In 2007, she collaborated with artists James Hyde and Barney Kulok on a project entitled Painting Then for Now. The project consists of 19 photographic prints based on the suite of three paintings by Giambattista Tiepolo that hang at the top of the main staircase in the Metropolitan Museum of Art, New York. The project was exhibited at David Krut Gallery, NY. Six of the prints were later acquired for the permanent collection of the Museum of Modern Art in New York City.

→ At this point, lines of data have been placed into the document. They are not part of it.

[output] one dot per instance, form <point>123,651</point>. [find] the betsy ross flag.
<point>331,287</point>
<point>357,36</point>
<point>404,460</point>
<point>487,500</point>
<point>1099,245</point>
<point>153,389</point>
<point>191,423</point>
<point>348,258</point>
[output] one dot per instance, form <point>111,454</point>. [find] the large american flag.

Alpers was elected to the American Philosophical Society in 2011. In Spring 2014, she was made an officier de l'Ordre des Arts et des Lettres by the République Francaise. On May 28, 2015, she was awarded an honorary doctorate by Harvard University.

==Critical responses==
In a critical review of Rembrandt's Enterprise: The Studio and the Market, for conservative magazine The New Criterion, Hilton Kramer described it as an emblematic event "As far as the study of art history is concerned, and more particularly, what has gone wrong with it". He argues that it attacks Rembrandt for "having commodified himself by virtue of having painted and marketed his own self-portraits." He describes a debt to Fredric Jameson's "Postmodernism and Consumer Society", with "Professor Alpers's "Rembrandt" coming to resemble an artist like Andy Warhol, the most successful "entrepreneur of the self." He accuses Alpers of removing the greatest art categorically from the realm of aesthetics, using it as "just another counter in the dialectic of material culture. Such, too, is the dismal fate of art history when the study of art is no longer its primary concern."

==Personal life==
Svetlana Leontief was born in Cambridge, Massachusetts. She was the only child of Wassily Leontief, a Nobel laureate economist who pioneered input-output analysis, and the poet Estelle Marks. In 1958, she married the literary scholar Paul Alpers and took his name. They later divorced.

== Honors ==
- Phi Beta Kappa
- Woodrow Wilson Fellowship, 1957-8
- Kathryn McHale Fellowship, American Association of University Women, 1961-2
- Guggenheim Fellowship, 1972-3
- Fellow, Center for Advanced Study in the Behavioral Sciences, Stanford University, 1975-6
- Fellow, American Council of Learned Societies, 1978
- Visiting Fellow, Netherlands Institute for Advanced Study (NIAS), Wassenaar, 1979
- Member, Institute for Advanced Study, Princeton, New Jersey, 1979–80
- Eugene M. Kayden Humanities Award for "The Art of Describing", 1983
- Distinguished Teaching Award, Berkeley, 1986
- Visiting Scholar, Getty Research Institute, California, 1987–88
- Director of Studies, Ecole des Hautes Etudes en Sciences Sociales, Paris, 1991
- Fellow of the American Academy of Arts and Sciences, 1991
- Fellow, Institute for Advanced Study, Berlin, 1992–93
- Honorary Doctor, Courtauld Institute of Art, London, 2009
- Visiting critic, New York University Institute of Fine Arts
- Corresponding Fellow of the British Academy, 2014
- Honorary Fellow, Royal Academy of Arts, 2014

== Selected publications==
- The Decoration of the Torre de la Parada, Corpus Rubenianum Ludwig Burchard, Brussels/London: Phaidon, 1971. (A revision of Alpers's 1965 doctoral dissertation.)
- The Art of Describing: Dutch Art in the Seventeenth Century, Chicago: University of Chicago Press, 1983
- Rembrandt's Enterprise: The Studio and the Market, Chicago: University of Chicago Press, 1988
- "The Museum as a Way of Seeing" in Exhibiting Cultures: The Poetics and Politics of Museum Display, Washington: Smithsonian Institution Press, 1991.
- Tiepolo and the Pictorial Intelligence, New Haven and London: Yale University Press, 1994 (with Michael Baxandall)
- The Making of Rubens, New Haven and London: Yale University Press, 1995.
- The Vexations of Art: Velázquez and Others, New Haven and London: Yale University Press, 2005.
- Roof Life, New Haven and London: Yale University Press, 2013.
- Tuilages, Trocy-en-Multien: Editions de la revue Conférence, 2015. (Translated by Pierre-Emmanuel Dauzat.)
- Walker Evans: Starting from Scratch, Princeton: Princeton University Press, 2020.
- Is Art History, New York: Hunters Point Press, 2024.